This or similar were the headlines in the media. In truth, the former papal palace continues to be predominantly an ecclesiastical administrative building and, moreover, the endless rooms of the building erected by Pope Sixtus V have also been used as a museum since the 19th century. Now the existing museum has merely been redesigned. You can now only enter the rooms with a guided tour by religious sisters (Missionaries of Divine Revelation - green habit).

Basically, however, one only sees rooms with a certain amount of furnishings. Therefore, one cannot speak of an actual museum. Until the post-conciliar period, however, the Lateran Palace contained a real museum, namely the Museum Pio Cristiano with the early Christian sarcophagi and inscriptions, which had been set up by Giovanni Battista de Rossi. Enrico Josi and Umberto Fasola, both professors at the Pontifical Institute of Christian Archaeology, then helped move the objects to the expanded Vatican Museums. 
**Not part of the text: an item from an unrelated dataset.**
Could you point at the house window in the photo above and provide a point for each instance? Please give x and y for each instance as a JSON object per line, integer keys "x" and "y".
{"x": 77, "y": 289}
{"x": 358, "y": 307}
This freed up the rooms for new purposes. Now, during the guided tour, you not only get an introduction to the history of the Lateran Palace, but you also see numerous rooms of the Beletage, where both the representation and private rooms of the popes were located. These rooms were still operational under Paul VI and some of them were furnished in the typical style of the 1960s with emphasised simplicity. Particularly impressive, of course, is the room in which the Lateran Treaties were signed on 11 February 1929, bringing the Vatican State into being (foto).